Serving the Local Community
TPC brokers both the resources and the relationships between schools, the community, and after-school programs. For instance, Omuteko Gwamaziima, a charter school down the road in Durham, NC that focuses on African-American culture and empowerment, was using TV studio and field production as an education tool but lacked the necessary studio equipment. They were turned down by larger, more corporate production companies for budgetary reasons. They learned of TPC and wanted to expand their existing on-site production to include an interview formatted studio program.
After receiving training from TPC, Omuteko Gwamaziima students produced over 10 studio programs that ranged from conversations with members of the local Black Panther movement to educational pieces incorporating footage they shot on location. Moreover, TPC also made it a point to educate youth on the messages buried within an image.

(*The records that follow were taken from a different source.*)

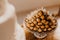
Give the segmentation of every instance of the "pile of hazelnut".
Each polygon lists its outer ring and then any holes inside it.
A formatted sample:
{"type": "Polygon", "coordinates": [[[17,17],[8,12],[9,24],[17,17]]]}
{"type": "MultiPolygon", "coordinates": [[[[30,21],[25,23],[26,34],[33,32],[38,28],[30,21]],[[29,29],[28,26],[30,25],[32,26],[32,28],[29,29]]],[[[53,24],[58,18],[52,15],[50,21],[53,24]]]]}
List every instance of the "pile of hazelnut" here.
{"type": "Polygon", "coordinates": [[[26,27],[33,32],[50,32],[57,26],[57,20],[43,10],[39,10],[30,19],[25,19],[26,27]]]}

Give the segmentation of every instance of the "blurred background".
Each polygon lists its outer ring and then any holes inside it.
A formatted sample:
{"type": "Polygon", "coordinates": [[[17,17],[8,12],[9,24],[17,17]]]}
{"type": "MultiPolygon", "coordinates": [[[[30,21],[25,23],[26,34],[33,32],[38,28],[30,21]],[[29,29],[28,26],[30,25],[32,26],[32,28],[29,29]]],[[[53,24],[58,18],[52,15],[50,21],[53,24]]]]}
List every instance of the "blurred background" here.
{"type": "Polygon", "coordinates": [[[25,16],[34,9],[45,7],[53,13],[58,13],[60,8],[60,0],[9,0],[9,2],[15,6],[20,24],[25,16]]]}

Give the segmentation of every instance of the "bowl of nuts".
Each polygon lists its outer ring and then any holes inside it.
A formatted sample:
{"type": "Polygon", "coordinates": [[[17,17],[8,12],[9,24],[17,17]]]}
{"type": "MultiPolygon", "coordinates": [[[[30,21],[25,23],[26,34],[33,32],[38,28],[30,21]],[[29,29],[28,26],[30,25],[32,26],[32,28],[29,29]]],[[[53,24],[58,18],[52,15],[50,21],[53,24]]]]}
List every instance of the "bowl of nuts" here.
{"type": "Polygon", "coordinates": [[[37,9],[27,15],[24,25],[35,37],[45,38],[56,29],[57,20],[46,9],[37,9]]]}

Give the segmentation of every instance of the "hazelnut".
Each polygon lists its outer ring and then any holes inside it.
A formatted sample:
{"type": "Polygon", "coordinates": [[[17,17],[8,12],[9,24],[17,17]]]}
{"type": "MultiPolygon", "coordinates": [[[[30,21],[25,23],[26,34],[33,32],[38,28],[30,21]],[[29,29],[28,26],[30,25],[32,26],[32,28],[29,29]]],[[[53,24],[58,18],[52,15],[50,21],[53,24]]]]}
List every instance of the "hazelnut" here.
{"type": "Polygon", "coordinates": [[[34,24],[33,24],[33,23],[31,23],[31,26],[34,26],[34,24]]]}
{"type": "Polygon", "coordinates": [[[45,22],[46,25],[47,25],[48,23],[49,23],[48,21],[45,22]]]}
{"type": "Polygon", "coordinates": [[[38,23],[38,25],[42,25],[42,23],[38,23]]]}
{"type": "Polygon", "coordinates": [[[42,30],[41,29],[38,29],[38,32],[42,32],[42,30]]]}
{"type": "Polygon", "coordinates": [[[36,25],[37,28],[39,28],[40,26],[36,25]]]}
{"type": "Polygon", "coordinates": [[[39,15],[36,15],[36,18],[39,18],[39,15]]]}
{"type": "Polygon", "coordinates": [[[42,16],[42,12],[40,11],[40,12],[38,13],[38,15],[39,15],[39,16],[42,16]]]}
{"type": "Polygon", "coordinates": [[[33,27],[30,27],[31,30],[33,30],[33,27]]]}
{"type": "Polygon", "coordinates": [[[48,26],[48,25],[45,25],[45,27],[46,27],[46,28],[49,28],[49,26],[48,26]]]}
{"type": "Polygon", "coordinates": [[[37,22],[40,22],[40,19],[39,18],[37,18],[37,22]]]}
{"type": "Polygon", "coordinates": [[[48,31],[51,31],[52,30],[52,28],[48,28],[48,31]]]}
{"type": "Polygon", "coordinates": [[[51,28],[55,28],[56,26],[51,26],[51,28]]]}
{"type": "Polygon", "coordinates": [[[41,22],[42,22],[42,23],[45,23],[45,22],[46,22],[46,20],[42,20],[41,22]]]}
{"type": "Polygon", "coordinates": [[[44,19],[44,16],[43,15],[41,16],[41,19],[44,19]]]}
{"type": "Polygon", "coordinates": [[[30,27],[30,24],[27,23],[26,25],[27,25],[27,27],[30,27]]]}
{"type": "Polygon", "coordinates": [[[36,30],[37,30],[37,28],[35,27],[35,28],[34,28],[34,31],[36,31],[36,30]]]}
{"type": "Polygon", "coordinates": [[[33,21],[34,24],[37,24],[37,21],[33,21]]]}
{"type": "Polygon", "coordinates": [[[44,26],[41,26],[41,28],[44,28],[44,26]]]}
{"type": "Polygon", "coordinates": [[[46,31],[47,31],[47,29],[44,29],[44,31],[46,32],[46,31]]]}

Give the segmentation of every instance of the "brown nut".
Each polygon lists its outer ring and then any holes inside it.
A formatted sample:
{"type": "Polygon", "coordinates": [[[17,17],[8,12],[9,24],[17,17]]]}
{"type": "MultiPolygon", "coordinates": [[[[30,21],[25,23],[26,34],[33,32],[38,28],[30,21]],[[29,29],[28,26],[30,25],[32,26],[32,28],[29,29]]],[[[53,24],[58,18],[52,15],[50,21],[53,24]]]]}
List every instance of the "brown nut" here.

High schools, charter schools, and youth media organizations can easily partner with Community Media Centers. Although policies differ with each center, one goal is maintained: every person should have the tools necessary to make his or her own media. With classes and special events focused on expanding the media experience, Community Media and Public Access Centers make sure that every voice is given a path to an audience, making a positive impact in local communities using neighborhood resources.
Suggestions to the Field
Building partnerships with CMCs will further link youth media products in the local community to local cable access. Teaching young people how to participate in media and seeing their products and messages aired on TV is an opportunity that Community Media Centers and youth media organizations must join forces to sustain.
It is critical that young people learn how to decipher when they’re being entertained from when they’re being sold a product. Media training programs and CMC’s must teach young people how to see through the subtle messages that elicit emotional reactions to products and ideas so they can speak back through a similar medium.
Each city and town has an opportunity to apply for Public Access Station. To learn more about how your area may become involved, take a look at the Alliance for Community Media. This great organization strives to connect CMCs and other public, educational, and government channels with a combined mission to allow access to the media for everyone.
Jeremy Taylor is the programming director for the Peoples Channel in Chapel Hill, NC. He is also the lead instructor for video production for TPC as well as the Arts Center in Carrboro, NC. Jeremy began working with TPC in 2003 volunteering with NC Indy Media & crewing on other local productions. He quickly became an asset to TPC & was hired as staff shortly after. With a background in graphic design & I.T., Jeremy uses his skills to help the mission of TPC succeed by teaching anyone who wants to learn how to make their own media. In his spare time, Jeremy is an avid skateboarder & motorcycle enthusiast.